PHILADELPHIA- Newmark Grubb Knight Frank is predicting moderate growth in the suburban Philadelphia office market this year – mostly due to companies that will expand in place in key submarkets.
“Organic growth by expansions of existing tenants is expected to drive the bulk of office space demand in Philadelphia’s suburban markets during 2013,” said Bob Clements NGKF’s managing director for the area at the company‘s annual forecast session.
“In spite of uncertainty coming out of Washington, D.C., we expect continued occupancy growth in the region, given its relatively minimal exposure to the potential sequestration cuts,” Clements said.
Vacancy rates fell in each submarket during 2012, while slow economic growth became the “new normal,” according to the company’s latest reports, outlined at the session.
Construction has been limited, reported NGKF, which bodes well for landlords who are still striving to fill space emptied out during the recent recession.
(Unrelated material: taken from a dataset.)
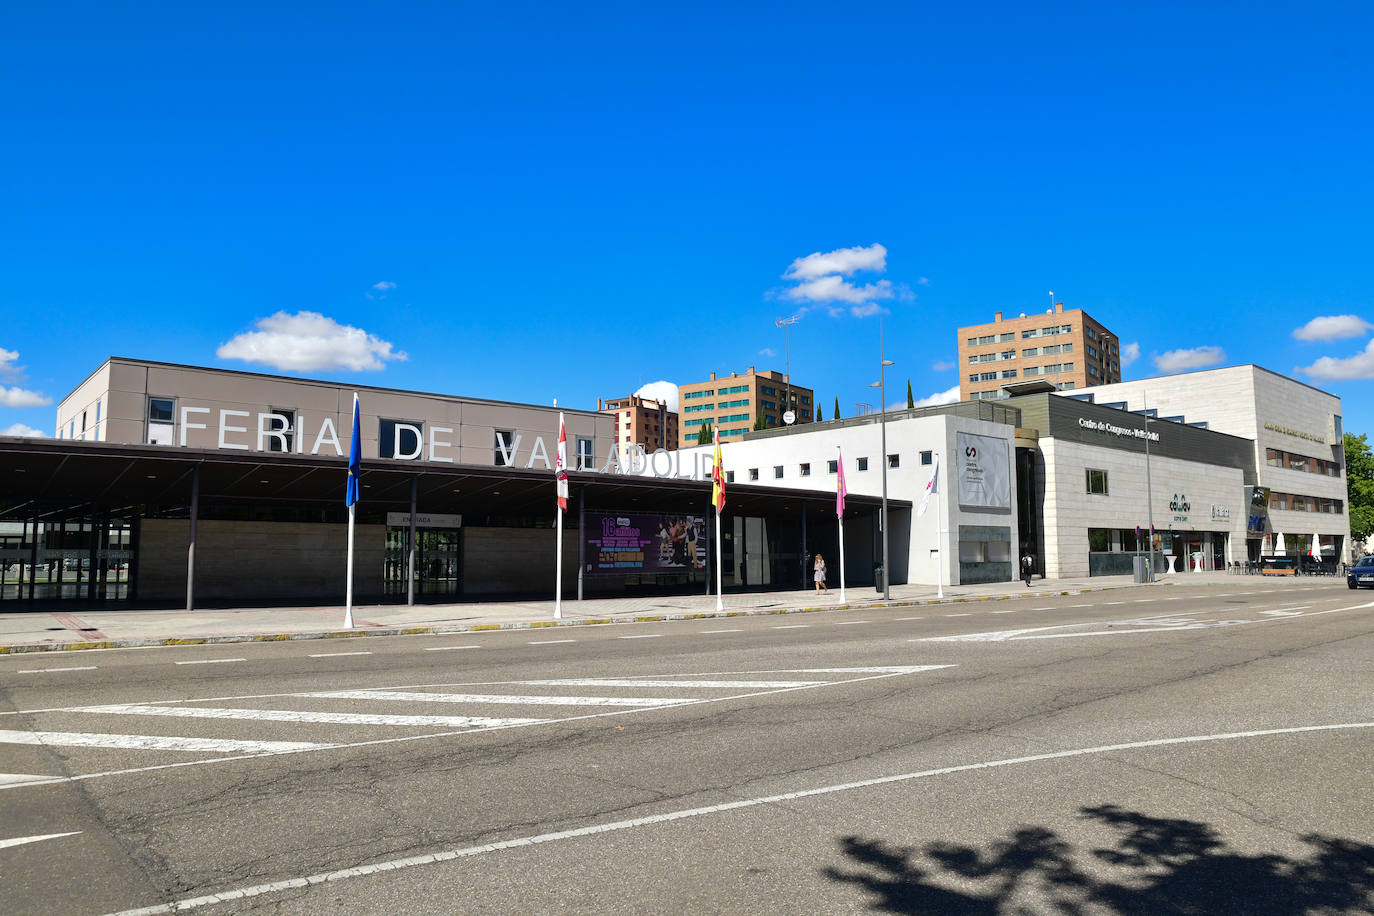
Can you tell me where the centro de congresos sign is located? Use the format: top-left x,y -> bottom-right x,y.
1077,417 -> 1161,443
172,406 -> 717,480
Office markets are tightening up in Bala Cynwyd, Conshohocken and Radnor, and that will help stabilize the adjacent office areas, such as King of Prussia, Wayne and Plymouth Meeting.
“Class A landlords, specifically in and around Radnor and Conshohocken, will enjoy rent growth driven from consistent demand for high-end space in key geographic submarkets,” said Jeff Mack. “And submarkets abutting Radnor and Conshohocken also will benefit as these hot spots currently have very little supply to satisfy many of the requirements in the market. Expect King of Prussia to experience occupancy growth as a result.”
Reid Blynn said, “The market continues to show improvement with concessions diminishing in core markets like Radnor. Outside of core markets, tenants continue to win concessions.”
The NGKF executives said southern New Jersey may feel more impact from the mandated “sequestration” spending cuts in federal spending. “We already know of some tenancy loss due to a company tied to federal contracts,” said Anne Klein, who is based in Marlton, NJ.